TanStack Query v5 -- Async Server Data
Location: apps/web/hooks/useChapter.ts and other hooks/use*.ts files
Use TanStack Query for all data fetched from the Content API. Scripture content is immutable, so aggressive caching is correct.
Default configuration:
const queryClient = new QueryClient({
defaultOptions: {
queries: {
staleTime: 1000 * 60 * 60, // 1 hour
refetchOnWindowFocus: false,
},
},
});
Example: Fetching a Chapter
import { useQuery } from '@tanstack/react-query';
import { client } from '@gospelib/sdk';
export function useChapter(bookId: string, chapter: number) {
return useQuery({
queryKey: ['chapter', bookId, chapter],
queryFn: () =>
client
.GET('/api/v1/passages/{book_id}/{chapter}', {
params: { path: { book_id: bookId, chapter: String(chapter) } },
})
.then((res) => res.data),
});
}
Invalidation
TanStack Query invalidation is the canonical way to refresh server data. Never manually set the query cache:
import { useQueryClient } from '@tanstack/react-query';
const queryClient = useQueryClient();
// Invalidate a specific chapter
queryClient.invalidateQueries({ queryKey: ['chapter', 'gen', 1] });
// Invalidate all chapters for a book
queryClient.invalidateQueries({ queryKey: ['chapter', 'gen'] });
Boundary Rules
These rules are non-negotiable. Violating them creates bugs that are hard to trace.
-
Plugins must not import stores directly. Use
GospeLibAPI.stateinstead (defined inlib/plugin-host/api.ts). This keeps plugin boundaries clean and enables testing plugins in isolation. -
Zustand is for user preferences only. No derived state, no computed values, no server data.
-
XState machines are created once at startup.

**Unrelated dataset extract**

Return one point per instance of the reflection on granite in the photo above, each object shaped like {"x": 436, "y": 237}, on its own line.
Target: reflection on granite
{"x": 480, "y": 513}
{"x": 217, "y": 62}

Call
createActor(machine).start()at the module level. Do not create new actors per render. -
@xstate/store instances are module-level singletons. Import
layoutStoredirectly -- do not wrap it in React context or create it inside components. -
TanStack Query owns all server data. Never put API responses in Zustand or @xstate/store. Never manually mutate the query cache -- use
invalidateQueriesto trigger a refetch.
Decision Flow
When adding new state, use this decision tree:
Is it data from the server (API)?
YES --> TanStack Query
NO --> Is it a multi-step flow with explicit states?
YES --> XState v5 machine
NO --> Is it panel layout / coordination state?
YES --> @xstate/store (layout.ts)
NO --> Is it a user preference saved to localStorage?
YES --> Zustand store
NO --> React local state (useState)
Most new state ends up as either TanStack Query (server data) or React local state (ephemeral UI). New Zustand stores and XState machines are rare -- check whether an existing store or machine already covers your use case before creating a new one.